Мы вынуждены мыслить, и не потому, что нам нечего делать и мы хотим поупражнять свою логическую способность. К акту мысли мы вынуждены так же, как вынужден наш молодой герой из романа Пруста расшифровывать знаки, потому что они часть его судьбы; и он вынужден это делать в то мгновение, пока длится впечатление, пока есть, выражаясь словами Киркегора, энергия держания - она самое важное, и откладывать ничего нельзя. Киркегор приводит по этому поводу старую сказку о ситуации выбора, которая встречается часто в восточной литературе. Он пишет, что еще до выбора человеческая личность уже вовлечена, пусть даже бессознательным образом, в создание ситуации выбора и сам выбор, а когда мы откладываем решение, то все равно выбираем, и тогда вместо нас решают темные силы. И когда наконец-то совершился акт выбора (если мы не окончательно исчезли, теряя самих себя), то замечаем, что нужно что-то переделать, вернуть назад какую-то предпосылку, некое побочное обстоятельство. Но это может оказаться невозможным. И Киркегор рассказывает сказку о людях, которых сирены завлекали в свое царство с помощью демонической музыки. И если околдованный человек сможет проиграть эту музыку в обратном порядке, начав с конца, и без единой ошибки, то есть воссоздать все события, - колдовство отпадет. Это, говорит Киркегор, очень глубокая мысль, но чудовищно трудная для выполнения.

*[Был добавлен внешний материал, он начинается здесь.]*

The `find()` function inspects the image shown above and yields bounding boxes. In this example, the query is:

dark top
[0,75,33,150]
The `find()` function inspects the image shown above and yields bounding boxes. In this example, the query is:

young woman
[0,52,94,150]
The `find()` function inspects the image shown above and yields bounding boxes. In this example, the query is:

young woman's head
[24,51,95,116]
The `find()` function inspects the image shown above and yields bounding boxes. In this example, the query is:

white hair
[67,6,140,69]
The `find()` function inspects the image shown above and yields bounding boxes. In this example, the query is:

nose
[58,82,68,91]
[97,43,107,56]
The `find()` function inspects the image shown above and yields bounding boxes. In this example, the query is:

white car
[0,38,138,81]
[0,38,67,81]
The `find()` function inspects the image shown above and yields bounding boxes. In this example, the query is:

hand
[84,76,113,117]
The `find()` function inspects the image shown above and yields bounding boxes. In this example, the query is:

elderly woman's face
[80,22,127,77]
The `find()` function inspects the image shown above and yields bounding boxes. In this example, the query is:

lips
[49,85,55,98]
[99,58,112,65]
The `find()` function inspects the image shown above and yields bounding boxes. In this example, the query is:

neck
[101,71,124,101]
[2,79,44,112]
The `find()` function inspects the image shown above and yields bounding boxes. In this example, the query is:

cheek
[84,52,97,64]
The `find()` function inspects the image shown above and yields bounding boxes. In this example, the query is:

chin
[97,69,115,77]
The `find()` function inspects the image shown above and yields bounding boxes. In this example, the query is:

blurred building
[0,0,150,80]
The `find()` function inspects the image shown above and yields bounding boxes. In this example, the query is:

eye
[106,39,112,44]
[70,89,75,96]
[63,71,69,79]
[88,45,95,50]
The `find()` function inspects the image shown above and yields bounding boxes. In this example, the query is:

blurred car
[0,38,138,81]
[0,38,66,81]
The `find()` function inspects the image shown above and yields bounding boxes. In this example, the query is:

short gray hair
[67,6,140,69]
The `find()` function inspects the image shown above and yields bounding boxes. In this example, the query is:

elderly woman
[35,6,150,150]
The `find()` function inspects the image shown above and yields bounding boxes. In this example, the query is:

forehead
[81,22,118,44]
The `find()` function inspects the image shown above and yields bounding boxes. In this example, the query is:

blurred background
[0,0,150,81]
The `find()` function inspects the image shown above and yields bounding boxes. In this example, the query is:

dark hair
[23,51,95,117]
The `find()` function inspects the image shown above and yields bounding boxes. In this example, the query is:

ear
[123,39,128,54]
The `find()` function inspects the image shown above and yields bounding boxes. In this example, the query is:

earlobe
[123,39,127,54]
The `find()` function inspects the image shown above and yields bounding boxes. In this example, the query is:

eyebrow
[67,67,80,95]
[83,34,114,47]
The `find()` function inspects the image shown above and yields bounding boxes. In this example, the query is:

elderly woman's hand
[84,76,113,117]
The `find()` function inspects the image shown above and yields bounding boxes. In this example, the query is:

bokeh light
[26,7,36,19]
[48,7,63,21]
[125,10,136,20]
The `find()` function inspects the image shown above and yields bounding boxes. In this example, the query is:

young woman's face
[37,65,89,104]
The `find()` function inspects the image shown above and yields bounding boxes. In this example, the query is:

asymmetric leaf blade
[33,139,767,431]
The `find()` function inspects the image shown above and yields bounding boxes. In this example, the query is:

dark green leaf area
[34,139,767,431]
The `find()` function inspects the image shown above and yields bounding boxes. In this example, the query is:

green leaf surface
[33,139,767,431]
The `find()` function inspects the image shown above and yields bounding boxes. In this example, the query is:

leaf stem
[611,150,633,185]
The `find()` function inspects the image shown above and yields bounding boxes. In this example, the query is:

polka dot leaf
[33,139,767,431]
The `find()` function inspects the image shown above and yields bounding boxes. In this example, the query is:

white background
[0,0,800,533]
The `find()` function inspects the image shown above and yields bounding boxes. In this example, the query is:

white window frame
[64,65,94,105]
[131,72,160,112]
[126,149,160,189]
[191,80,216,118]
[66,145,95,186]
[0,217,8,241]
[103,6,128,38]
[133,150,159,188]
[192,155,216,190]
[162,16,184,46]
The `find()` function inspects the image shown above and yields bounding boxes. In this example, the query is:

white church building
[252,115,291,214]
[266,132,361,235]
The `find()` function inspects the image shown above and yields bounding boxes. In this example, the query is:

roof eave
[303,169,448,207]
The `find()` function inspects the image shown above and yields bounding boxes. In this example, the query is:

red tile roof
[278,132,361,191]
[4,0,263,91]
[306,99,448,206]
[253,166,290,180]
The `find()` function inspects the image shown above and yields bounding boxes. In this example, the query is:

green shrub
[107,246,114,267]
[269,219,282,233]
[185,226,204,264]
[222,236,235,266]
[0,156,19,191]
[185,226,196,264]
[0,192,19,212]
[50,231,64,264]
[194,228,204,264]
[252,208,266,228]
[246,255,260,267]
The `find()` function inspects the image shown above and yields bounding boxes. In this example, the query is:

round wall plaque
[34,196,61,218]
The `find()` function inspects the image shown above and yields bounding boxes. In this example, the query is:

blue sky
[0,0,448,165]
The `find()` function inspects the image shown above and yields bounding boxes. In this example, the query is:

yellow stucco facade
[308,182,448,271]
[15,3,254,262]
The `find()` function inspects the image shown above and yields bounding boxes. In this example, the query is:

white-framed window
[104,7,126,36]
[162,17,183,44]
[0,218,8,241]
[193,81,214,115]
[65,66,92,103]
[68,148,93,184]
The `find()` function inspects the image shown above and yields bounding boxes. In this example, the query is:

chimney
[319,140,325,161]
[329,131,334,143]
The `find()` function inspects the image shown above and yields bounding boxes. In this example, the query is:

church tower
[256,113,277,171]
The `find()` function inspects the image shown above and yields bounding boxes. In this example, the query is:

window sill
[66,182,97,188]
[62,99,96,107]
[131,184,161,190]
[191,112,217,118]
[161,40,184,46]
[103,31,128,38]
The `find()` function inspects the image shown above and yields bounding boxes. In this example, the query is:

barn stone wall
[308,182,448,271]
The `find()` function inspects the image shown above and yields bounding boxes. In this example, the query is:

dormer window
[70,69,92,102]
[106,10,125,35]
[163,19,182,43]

Ведь когда мы приходим на свидание (я уже приводил этот пример) и хотим достучаться до сердца любимой, то чаще всего думаем, что сердце не открывается только из-за недостаточной силы нашей любви, что достаточно

[326]

любить сильнее - и сердце откроется. А оно не открывается потому, что другие вещи сцепились необратимым образом, уже свершился такой акт и та, перед которой мы на свидании стоим на коленях, никогда нас не полюбит, и ничем этого изменить нельзя. Как и в киркегоровской сказке, мы не можем начать с начала, когда нужно идти с конца, и вернуться к начальному пункту, не ошибаясь и восстанавливая все этапы и сцепления.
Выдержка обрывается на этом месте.